You are viewing a plain text version of this content. The canonical link for it is here.
Posted to user@hive.apache.org by Eugene Chung <bl...@gmail.com> on 2020/07/30 00:43:11 UTC
count(*) with count(distinct) gives different results between Hive
2.3.2 and Hive 3.1.2
Hi,
For the same query, for example,
select count(*), count(distinct mid)
from db1.table1
where log_date between '2020-07-20' and '2020-07-26';
both Hive 2.3.2 and Hive 3.1.2 give different results for the same input.
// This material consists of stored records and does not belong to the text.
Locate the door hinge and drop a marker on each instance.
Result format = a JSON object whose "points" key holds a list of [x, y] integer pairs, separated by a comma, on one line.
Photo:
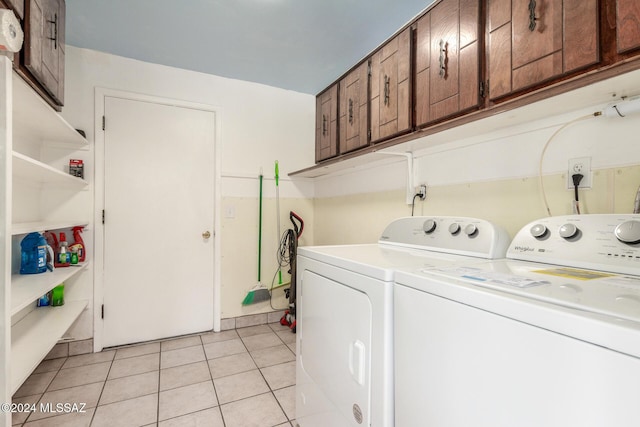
{"points": [[484, 89]]}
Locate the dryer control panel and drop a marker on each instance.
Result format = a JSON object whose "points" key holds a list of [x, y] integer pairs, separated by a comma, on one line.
{"points": [[608, 242], [455, 235]]}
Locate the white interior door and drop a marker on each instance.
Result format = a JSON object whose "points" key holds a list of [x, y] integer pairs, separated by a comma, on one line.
{"points": [[159, 207]]}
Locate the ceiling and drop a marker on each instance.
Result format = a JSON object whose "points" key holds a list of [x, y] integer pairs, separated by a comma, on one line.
{"points": [[300, 45]]}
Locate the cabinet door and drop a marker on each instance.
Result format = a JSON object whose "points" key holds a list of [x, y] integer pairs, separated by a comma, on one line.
{"points": [[44, 47], [327, 124], [390, 90], [535, 41], [353, 108], [628, 25], [447, 60], [18, 7]]}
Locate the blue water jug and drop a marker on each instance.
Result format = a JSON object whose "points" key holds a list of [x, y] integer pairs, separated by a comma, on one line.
{"points": [[34, 254]]}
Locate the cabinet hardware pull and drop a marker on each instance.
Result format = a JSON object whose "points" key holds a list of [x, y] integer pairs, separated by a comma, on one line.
{"points": [[532, 15], [387, 89], [55, 30], [443, 59]]}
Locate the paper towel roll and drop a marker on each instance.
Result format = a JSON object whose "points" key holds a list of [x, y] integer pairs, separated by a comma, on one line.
{"points": [[11, 34]]}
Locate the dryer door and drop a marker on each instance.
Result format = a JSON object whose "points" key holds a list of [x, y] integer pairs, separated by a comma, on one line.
{"points": [[334, 353]]}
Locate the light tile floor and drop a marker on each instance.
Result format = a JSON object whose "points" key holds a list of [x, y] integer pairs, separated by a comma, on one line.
{"points": [[237, 378]]}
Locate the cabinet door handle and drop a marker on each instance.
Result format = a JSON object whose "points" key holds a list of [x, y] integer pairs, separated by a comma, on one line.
{"points": [[55, 30], [387, 89], [443, 59], [532, 15]]}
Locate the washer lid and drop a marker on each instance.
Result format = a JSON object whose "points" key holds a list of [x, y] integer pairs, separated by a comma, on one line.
{"points": [[598, 307], [376, 260]]}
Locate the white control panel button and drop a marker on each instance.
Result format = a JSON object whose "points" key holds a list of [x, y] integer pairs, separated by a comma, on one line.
{"points": [[471, 230], [538, 230], [429, 226], [568, 231], [628, 232]]}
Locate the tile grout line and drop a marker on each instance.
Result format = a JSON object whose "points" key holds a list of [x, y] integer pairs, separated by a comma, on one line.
{"points": [[265, 379], [104, 385], [215, 391]]}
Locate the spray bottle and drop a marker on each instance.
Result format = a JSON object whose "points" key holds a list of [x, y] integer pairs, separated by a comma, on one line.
{"points": [[78, 243]]}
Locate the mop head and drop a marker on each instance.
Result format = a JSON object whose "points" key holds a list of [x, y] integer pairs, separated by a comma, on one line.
{"points": [[258, 293]]}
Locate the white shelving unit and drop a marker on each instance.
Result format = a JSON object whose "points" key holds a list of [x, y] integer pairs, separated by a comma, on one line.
{"points": [[34, 171], [35, 335], [28, 227], [25, 289], [49, 127], [37, 128]]}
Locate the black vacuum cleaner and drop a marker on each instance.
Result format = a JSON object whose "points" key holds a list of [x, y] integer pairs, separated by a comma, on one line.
{"points": [[290, 241]]}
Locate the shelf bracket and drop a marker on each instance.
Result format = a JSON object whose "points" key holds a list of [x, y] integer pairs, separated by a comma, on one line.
{"points": [[410, 172]]}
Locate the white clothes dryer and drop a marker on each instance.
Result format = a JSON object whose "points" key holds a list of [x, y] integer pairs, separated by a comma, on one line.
{"points": [[344, 340], [548, 337]]}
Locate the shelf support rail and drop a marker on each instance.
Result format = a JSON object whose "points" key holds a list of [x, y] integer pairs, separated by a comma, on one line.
{"points": [[410, 172]]}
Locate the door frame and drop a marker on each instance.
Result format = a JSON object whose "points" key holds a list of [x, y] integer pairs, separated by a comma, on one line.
{"points": [[99, 181]]}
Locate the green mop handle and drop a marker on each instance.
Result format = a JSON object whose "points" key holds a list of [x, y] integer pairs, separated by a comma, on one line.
{"points": [[277, 176], [260, 231]]}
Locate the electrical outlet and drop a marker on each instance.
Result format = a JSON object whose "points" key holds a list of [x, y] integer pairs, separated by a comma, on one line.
{"points": [[582, 166], [421, 191]]}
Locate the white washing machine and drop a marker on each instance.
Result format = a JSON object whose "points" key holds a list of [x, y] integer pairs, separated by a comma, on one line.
{"points": [[548, 337], [344, 366]]}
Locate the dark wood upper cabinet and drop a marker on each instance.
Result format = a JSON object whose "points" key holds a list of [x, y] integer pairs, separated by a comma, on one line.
{"points": [[628, 25], [354, 109], [534, 41], [447, 58], [44, 50], [327, 124], [17, 6], [390, 88]]}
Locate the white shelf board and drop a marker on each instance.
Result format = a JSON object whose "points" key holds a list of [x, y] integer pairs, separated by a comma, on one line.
{"points": [[32, 170], [34, 336], [35, 120], [40, 226], [27, 288]]}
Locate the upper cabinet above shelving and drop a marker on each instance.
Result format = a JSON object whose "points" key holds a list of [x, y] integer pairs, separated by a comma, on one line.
{"points": [[628, 25], [35, 121], [447, 70], [461, 61], [531, 42], [390, 88]]}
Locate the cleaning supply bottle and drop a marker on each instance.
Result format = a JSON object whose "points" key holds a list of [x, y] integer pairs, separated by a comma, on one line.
{"points": [[57, 295], [33, 254], [78, 243], [64, 256]]}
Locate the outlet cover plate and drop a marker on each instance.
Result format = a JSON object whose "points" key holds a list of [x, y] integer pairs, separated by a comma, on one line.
{"points": [[579, 165]]}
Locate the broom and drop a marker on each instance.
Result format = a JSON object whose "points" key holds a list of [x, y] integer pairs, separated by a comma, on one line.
{"points": [[258, 292]]}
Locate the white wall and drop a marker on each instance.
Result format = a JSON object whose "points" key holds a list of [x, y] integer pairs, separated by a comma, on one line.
{"points": [[259, 124]]}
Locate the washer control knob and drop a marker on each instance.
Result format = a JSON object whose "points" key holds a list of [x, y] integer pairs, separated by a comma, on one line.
{"points": [[538, 230], [628, 232], [454, 228], [568, 231], [471, 230], [429, 226]]}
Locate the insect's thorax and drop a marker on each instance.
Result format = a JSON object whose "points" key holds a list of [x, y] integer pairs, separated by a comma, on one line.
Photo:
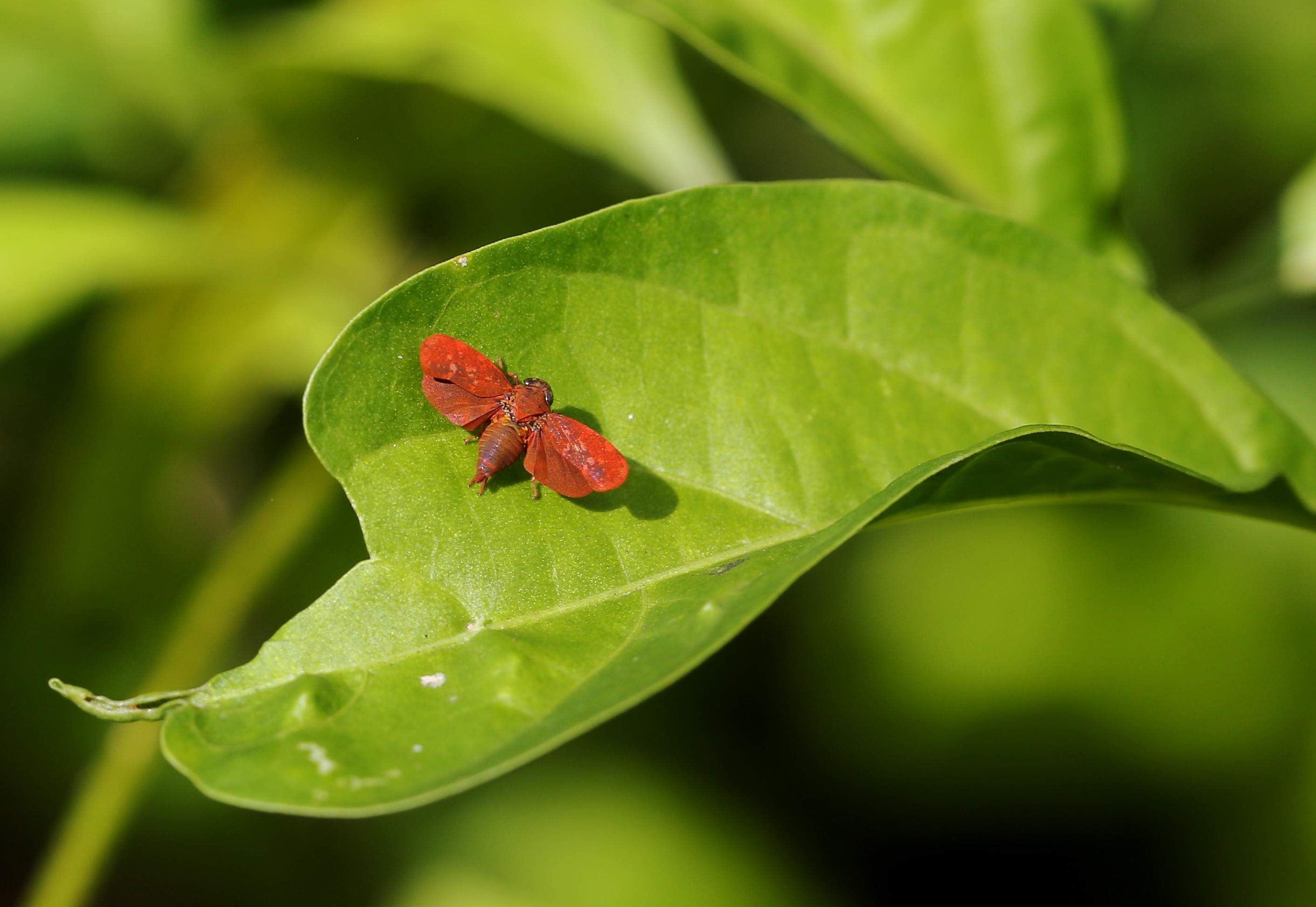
{"points": [[528, 401]]}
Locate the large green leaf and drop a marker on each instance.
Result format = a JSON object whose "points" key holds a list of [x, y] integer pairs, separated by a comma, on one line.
{"points": [[580, 71], [60, 242], [782, 364], [1004, 103]]}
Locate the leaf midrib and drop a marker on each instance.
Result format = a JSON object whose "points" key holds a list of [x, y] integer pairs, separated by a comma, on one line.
{"points": [[524, 621]]}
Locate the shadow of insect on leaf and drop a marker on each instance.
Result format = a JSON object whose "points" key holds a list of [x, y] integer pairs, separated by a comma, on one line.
{"points": [[645, 494]]}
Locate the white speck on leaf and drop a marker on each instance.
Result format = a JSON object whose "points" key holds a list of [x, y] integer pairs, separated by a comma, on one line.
{"points": [[320, 756]]}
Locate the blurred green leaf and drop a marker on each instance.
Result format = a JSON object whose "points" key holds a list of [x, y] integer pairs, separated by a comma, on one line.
{"points": [[61, 242], [782, 364], [1298, 234], [303, 256], [1222, 108], [1003, 103], [580, 71], [1124, 8], [1275, 348], [98, 78], [599, 834], [1027, 656]]}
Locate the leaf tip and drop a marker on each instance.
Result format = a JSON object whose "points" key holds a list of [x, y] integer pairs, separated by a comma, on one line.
{"points": [[149, 707]]}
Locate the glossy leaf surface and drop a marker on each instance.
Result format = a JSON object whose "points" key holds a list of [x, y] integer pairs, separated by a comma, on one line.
{"points": [[580, 71], [1003, 103], [782, 364]]}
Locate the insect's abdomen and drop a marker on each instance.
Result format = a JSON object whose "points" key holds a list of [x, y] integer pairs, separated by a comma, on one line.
{"points": [[500, 445]]}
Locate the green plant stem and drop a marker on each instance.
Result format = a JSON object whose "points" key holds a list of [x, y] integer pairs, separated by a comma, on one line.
{"points": [[110, 791]]}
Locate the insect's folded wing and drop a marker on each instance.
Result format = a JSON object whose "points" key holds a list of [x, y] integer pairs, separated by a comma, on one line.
{"points": [[586, 452], [548, 466], [461, 407], [448, 359]]}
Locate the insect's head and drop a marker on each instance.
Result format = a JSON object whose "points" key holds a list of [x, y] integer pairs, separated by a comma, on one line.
{"points": [[543, 386]]}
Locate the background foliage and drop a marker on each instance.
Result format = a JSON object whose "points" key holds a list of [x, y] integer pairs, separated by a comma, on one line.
{"points": [[1110, 703]]}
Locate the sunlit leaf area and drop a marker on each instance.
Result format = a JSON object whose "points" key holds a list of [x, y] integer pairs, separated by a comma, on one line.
{"points": [[963, 354]]}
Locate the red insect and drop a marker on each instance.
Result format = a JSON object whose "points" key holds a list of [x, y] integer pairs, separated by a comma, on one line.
{"points": [[473, 393]]}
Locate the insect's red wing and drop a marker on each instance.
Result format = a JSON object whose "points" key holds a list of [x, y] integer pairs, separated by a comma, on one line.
{"points": [[461, 407], [573, 458], [448, 359]]}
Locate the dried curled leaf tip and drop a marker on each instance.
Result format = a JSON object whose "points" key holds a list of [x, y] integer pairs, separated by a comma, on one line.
{"points": [[148, 707]]}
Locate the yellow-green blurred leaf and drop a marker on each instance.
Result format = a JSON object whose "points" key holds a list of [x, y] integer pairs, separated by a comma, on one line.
{"points": [[61, 242], [1009, 650], [1298, 234], [580, 71], [601, 834], [1003, 103], [302, 258]]}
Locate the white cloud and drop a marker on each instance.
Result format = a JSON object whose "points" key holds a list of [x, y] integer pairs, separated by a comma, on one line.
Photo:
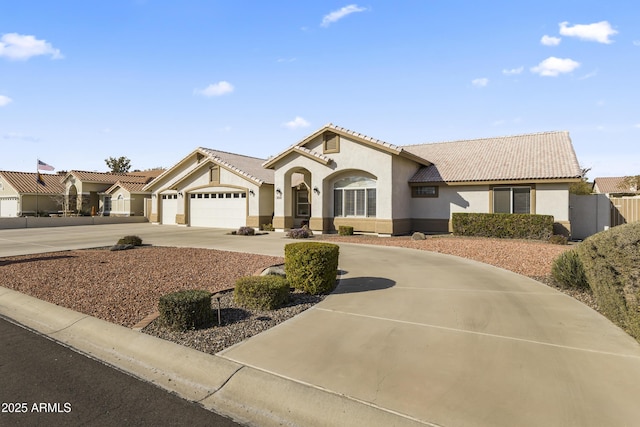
{"points": [[296, 123], [5, 100], [20, 47], [550, 41], [513, 71], [216, 89], [336, 15], [482, 82], [597, 32], [552, 66]]}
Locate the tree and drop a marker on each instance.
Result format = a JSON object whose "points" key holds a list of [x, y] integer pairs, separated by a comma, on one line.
{"points": [[583, 187], [630, 183], [119, 165]]}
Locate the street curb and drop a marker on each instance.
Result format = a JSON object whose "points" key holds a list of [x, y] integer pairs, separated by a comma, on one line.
{"points": [[244, 393]]}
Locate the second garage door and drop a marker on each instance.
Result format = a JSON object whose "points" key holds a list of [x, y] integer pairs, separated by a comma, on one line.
{"points": [[220, 210]]}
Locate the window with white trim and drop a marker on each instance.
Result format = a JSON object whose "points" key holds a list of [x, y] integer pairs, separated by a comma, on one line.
{"points": [[512, 200], [354, 196]]}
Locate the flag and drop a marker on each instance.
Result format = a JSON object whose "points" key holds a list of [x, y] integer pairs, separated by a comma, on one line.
{"points": [[42, 166]]}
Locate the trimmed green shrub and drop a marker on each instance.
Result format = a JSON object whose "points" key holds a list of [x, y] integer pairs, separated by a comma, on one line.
{"points": [[611, 261], [311, 266], [261, 292], [188, 309], [246, 231], [345, 230], [130, 240], [558, 239], [510, 226], [299, 233], [568, 272]]}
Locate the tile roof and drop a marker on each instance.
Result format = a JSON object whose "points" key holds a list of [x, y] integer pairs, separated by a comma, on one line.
{"points": [[613, 185], [131, 187], [110, 178], [25, 182], [546, 155], [250, 167]]}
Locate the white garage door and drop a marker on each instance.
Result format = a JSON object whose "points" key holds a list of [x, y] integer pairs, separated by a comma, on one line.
{"points": [[9, 207], [220, 210], [169, 208]]}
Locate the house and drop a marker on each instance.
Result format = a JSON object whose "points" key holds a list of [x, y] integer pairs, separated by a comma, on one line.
{"points": [[88, 192], [210, 188], [615, 187], [21, 194], [336, 176]]}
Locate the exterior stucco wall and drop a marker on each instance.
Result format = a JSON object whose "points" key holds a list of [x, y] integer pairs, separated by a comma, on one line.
{"points": [[553, 199]]}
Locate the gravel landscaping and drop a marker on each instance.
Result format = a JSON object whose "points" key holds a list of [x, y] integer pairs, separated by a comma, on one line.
{"points": [[123, 287]]}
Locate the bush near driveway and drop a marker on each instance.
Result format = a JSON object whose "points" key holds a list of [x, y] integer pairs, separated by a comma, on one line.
{"points": [[261, 292], [611, 261], [510, 226], [311, 266]]}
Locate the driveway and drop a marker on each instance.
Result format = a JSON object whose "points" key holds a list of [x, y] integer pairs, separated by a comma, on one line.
{"points": [[411, 337]]}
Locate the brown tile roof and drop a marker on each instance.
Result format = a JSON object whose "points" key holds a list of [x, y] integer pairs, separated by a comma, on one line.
{"points": [[250, 167], [613, 185], [25, 182], [547, 155], [131, 187], [111, 178]]}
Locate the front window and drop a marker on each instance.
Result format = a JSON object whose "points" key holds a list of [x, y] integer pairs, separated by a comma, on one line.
{"points": [[512, 200], [354, 196]]}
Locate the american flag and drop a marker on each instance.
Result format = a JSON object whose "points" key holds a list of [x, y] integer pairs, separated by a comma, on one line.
{"points": [[42, 166]]}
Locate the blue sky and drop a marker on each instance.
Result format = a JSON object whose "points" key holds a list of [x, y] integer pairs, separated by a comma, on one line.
{"points": [[152, 80]]}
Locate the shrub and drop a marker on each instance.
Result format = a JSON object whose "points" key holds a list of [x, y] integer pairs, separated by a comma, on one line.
{"points": [[611, 261], [299, 233], [188, 309], [246, 231], [261, 292], [311, 266], [130, 240], [511, 226], [558, 239], [345, 230], [568, 272]]}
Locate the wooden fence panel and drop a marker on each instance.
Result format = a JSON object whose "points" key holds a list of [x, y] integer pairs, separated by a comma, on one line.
{"points": [[624, 210]]}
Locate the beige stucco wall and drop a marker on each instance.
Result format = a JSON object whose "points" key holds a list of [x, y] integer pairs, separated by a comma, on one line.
{"points": [[553, 199]]}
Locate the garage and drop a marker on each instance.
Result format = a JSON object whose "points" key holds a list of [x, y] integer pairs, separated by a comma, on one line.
{"points": [[8, 207], [169, 208], [218, 209]]}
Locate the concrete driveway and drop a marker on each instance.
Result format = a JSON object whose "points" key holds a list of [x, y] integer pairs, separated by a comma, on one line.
{"points": [[413, 338]]}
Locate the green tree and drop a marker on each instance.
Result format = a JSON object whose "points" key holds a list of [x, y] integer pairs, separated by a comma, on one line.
{"points": [[630, 183], [584, 186], [118, 165]]}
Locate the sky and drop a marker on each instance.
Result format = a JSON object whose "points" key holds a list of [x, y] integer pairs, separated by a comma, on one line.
{"points": [[152, 80]]}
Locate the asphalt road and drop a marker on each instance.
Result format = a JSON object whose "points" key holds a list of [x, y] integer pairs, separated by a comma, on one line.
{"points": [[45, 383]]}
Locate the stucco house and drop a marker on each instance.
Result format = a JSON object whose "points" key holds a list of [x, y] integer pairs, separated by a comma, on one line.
{"points": [[21, 194], [210, 188], [336, 176], [90, 192], [615, 186]]}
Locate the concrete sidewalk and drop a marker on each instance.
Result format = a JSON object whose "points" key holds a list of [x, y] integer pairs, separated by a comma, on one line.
{"points": [[408, 338]]}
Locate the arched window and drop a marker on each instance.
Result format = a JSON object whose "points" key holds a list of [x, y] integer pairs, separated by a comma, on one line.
{"points": [[354, 196]]}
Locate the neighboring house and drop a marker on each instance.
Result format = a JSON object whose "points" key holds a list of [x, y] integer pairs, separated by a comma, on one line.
{"points": [[339, 177], [86, 191], [21, 194], [614, 187], [124, 199], [210, 188]]}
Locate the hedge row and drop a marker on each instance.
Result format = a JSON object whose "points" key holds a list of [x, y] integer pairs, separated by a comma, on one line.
{"points": [[611, 261], [511, 226]]}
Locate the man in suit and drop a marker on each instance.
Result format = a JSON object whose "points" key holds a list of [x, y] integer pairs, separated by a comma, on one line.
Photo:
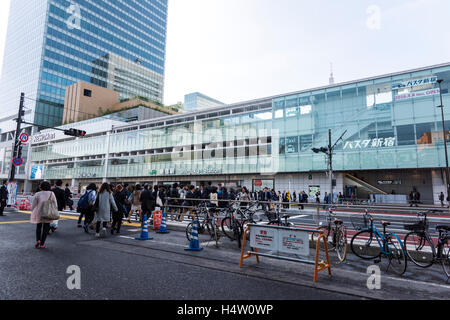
{"points": [[60, 199], [3, 197]]}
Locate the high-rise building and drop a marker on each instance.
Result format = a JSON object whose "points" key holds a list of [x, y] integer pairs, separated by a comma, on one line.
{"points": [[198, 101], [52, 44]]}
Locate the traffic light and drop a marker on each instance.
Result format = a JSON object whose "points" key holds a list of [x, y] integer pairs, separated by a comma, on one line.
{"points": [[75, 133]]}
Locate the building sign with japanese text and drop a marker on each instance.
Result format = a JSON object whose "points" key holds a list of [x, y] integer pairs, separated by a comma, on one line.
{"points": [[370, 143], [418, 94], [414, 83]]}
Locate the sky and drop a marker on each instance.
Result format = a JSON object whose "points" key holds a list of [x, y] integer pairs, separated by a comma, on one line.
{"points": [[239, 50]]}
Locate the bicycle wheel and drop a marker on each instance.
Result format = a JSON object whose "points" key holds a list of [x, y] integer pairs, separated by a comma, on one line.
{"points": [[364, 245], [445, 258], [200, 230], [418, 249], [397, 258], [341, 244], [228, 228]]}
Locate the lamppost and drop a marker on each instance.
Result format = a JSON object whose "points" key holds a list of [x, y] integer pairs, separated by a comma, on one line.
{"points": [[444, 132], [329, 153]]}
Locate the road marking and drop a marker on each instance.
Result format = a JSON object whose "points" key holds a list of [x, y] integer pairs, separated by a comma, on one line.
{"points": [[15, 222], [125, 237], [297, 217]]}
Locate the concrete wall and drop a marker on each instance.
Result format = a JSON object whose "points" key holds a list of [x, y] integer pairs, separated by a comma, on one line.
{"points": [[78, 107]]}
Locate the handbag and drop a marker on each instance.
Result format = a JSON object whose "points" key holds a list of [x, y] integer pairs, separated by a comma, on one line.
{"points": [[50, 210]]}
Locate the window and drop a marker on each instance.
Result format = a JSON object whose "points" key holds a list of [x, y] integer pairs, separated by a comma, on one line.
{"points": [[406, 135]]}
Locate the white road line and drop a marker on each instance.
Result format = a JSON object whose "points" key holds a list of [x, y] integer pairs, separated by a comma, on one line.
{"points": [[126, 237], [297, 217]]}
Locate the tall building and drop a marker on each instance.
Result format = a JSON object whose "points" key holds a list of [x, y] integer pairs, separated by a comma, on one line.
{"points": [[391, 129], [198, 101], [52, 44]]}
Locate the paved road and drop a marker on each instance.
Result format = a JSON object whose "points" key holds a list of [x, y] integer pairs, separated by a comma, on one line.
{"points": [[121, 268]]}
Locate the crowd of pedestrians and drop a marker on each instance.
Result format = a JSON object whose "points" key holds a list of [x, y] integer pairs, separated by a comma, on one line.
{"points": [[109, 203]]}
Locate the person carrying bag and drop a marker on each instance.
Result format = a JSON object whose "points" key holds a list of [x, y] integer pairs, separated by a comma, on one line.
{"points": [[44, 211]]}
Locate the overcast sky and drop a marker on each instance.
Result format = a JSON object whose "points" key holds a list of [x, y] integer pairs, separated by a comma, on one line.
{"points": [[237, 50]]}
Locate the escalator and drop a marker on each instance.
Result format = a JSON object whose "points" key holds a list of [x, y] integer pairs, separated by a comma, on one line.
{"points": [[363, 188]]}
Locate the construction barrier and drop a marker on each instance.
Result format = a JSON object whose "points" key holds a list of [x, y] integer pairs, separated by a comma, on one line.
{"points": [[163, 228], [284, 240], [157, 219], [144, 232], [194, 244]]}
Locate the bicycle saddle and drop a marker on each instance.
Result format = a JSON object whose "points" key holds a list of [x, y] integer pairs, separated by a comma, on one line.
{"points": [[444, 228]]}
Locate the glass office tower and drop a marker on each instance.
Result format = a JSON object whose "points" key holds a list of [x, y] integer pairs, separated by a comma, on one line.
{"points": [[51, 44]]}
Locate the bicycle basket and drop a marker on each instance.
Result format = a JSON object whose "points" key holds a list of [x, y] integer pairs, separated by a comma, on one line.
{"points": [[360, 221]]}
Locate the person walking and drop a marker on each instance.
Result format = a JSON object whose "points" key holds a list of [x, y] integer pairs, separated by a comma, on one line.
{"points": [[120, 197], [3, 197], [68, 197], [42, 225], [61, 199], [441, 199], [103, 205], [86, 206]]}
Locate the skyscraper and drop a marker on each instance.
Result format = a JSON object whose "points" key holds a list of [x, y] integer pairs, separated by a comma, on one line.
{"points": [[51, 44]]}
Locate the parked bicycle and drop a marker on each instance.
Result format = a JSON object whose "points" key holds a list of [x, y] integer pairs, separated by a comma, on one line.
{"points": [[421, 248], [276, 219], [207, 223], [371, 244], [232, 226], [336, 229]]}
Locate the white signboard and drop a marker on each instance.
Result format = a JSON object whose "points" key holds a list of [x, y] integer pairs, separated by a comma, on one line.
{"points": [[414, 83], [418, 94], [280, 240], [294, 242], [264, 238]]}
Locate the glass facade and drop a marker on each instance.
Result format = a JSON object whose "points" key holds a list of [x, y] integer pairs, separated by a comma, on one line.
{"points": [[118, 44], [389, 123], [197, 101]]}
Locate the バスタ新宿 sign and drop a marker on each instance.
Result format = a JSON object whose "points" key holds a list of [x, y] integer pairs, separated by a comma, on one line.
{"points": [[370, 143], [418, 94], [414, 83]]}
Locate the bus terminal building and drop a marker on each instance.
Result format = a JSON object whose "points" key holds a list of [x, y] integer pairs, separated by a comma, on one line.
{"points": [[393, 142]]}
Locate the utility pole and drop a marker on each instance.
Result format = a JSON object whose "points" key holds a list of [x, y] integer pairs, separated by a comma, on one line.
{"points": [[329, 153], [17, 152], [330, 159], [444, 132]]}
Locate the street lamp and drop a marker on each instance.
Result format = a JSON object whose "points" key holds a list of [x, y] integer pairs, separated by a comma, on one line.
{"points": [[444, 132]]}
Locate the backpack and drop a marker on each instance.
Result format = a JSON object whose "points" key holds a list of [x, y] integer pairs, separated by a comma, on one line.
{"points": [[49, 210], [174, 193], [83, 203]]}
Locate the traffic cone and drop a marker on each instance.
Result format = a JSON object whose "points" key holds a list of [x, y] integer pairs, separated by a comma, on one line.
{"points": [[144, 232], [163, 227], [194, 244]]}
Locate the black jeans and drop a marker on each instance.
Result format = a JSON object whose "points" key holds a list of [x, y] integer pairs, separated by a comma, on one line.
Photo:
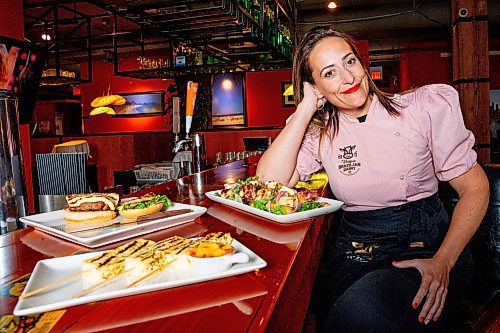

Note that db1.table1 is an ORC table and partitioned with the log_date
column.
Hive 2.3.2
+-----------+-----------+
| _c0 | _c1 |
+-----------+-----------+
| 60040555 | 14723258 |
+-----------+-----------+
Hive 3.1.2
+-----------+-----------+
| _c0 | _c1 |
+-----------+-----------+
| 14723259 | 14723258 |
+-----------+-----------+
Both plans are completely different, too.
Hive 2.3.2
+----------------------------------------------------+
| Explain |
+----------------------------------------------------+
| Plan optimized by CBO. |
| |
| Vertex dependency in root stage |
| Reducer 2 <- Map 1 (SIMPLE_EDGE) |
| |
| Stage-0 |
| Fetch Operator |
| limit:-1 |
| Stage-1 |
| Reducer 2 |
| File Output Operator [FS_7] |
| Group By Operator [GBY_5] (rows=1 width=24) |
|
Output:["_col0","_col1"],aggregations:["count(VALUE._col0)","count(DISTINCT
KEY._col0:0._col0)"] |
| <-Map 1 [SIMPLE_EDGE] |
| SHUFFLE [RS_4] |
| Group By Operator [GBY_3] (rows=1429329075 width=100) |
|
Output:["_col0","_col1","_col2"],aggregations:["count()","count(DISTINCT
mid)"],keys:mid |
| Select Operator [SEL_2] (rows=1429329075 width=100) |
| Output:["mid"] |
| TableScan [TS_0] (rows=1429329075 width=100) |
| db1@table1,table1,Tbl:COMPLETE,Col:NONE,Output:["mid"] |
| |
+----------------------------------------------------+
Hive 3.1.2
+----------------------------------------------------+
| Explain |
+----------------------------------------------------+
| Plan optimized by CBO. |
| |
| Vertex dependency in root stage |
| Reducer 2 <- Map 1 (SIMPLE_EDGE) |
| |
| Stage-0 |
| Fetch Operator |
| limit:-1 |
| Stage-1 |
| Reducer 2 |
| File Output Operator [FS_7] |
| Group By Operator [GBY_14] (rows=1 width=16) |
|
Output:["_col0","_col1"],aggregations:["count(_col1)","count(_col0)"] |
| Group By Operator [GBY_11] (rows=343640771 width=4160) |
|
Output:["_col0","_col1"],aggregations:["count(VALUE._col0)"],keys:KEY._col0
|
| <-Map 1 [SIMPLE_EDGE] |
| SHUFFLE [RS_10] |
| PartitionCols:_col0 |
| Group By Operator [GBY_9] (rows=343640771 width=4160) |
|
Output:["_col0","_col1"],aggregations:["count()"],keys:mid |
| Select Operator [SEL_2] (rows=343640771 width=4160) |
| Output:["mid"] |
| TableScan [TS_0] (rows=343640771 width=4160) |
|
japan_line_search_refine_log@daily_kpi_log,daily_kpi_log,Tbl:COMPLETE,Col:NONE,Output:["mid"]
|
| |
+----------------------------------------------------+
Any guess on the reason why they are different?
Best regards,
Eugene Chung (Korean : 정의근)
Re: count(*) with count(distinct) gives different results between
Hive 2.3.2 and Hive 3.1.2
Posted by Eugene Chung <bl...@gmail.com>.
I found that
hive.optimize.countdistinct=true;
is the problem, It looks like
https://issues.apache.org/jira/browse/HIVE-16654 made the side effect.
Best regards,
Eugene Chung (Korean : 정의근)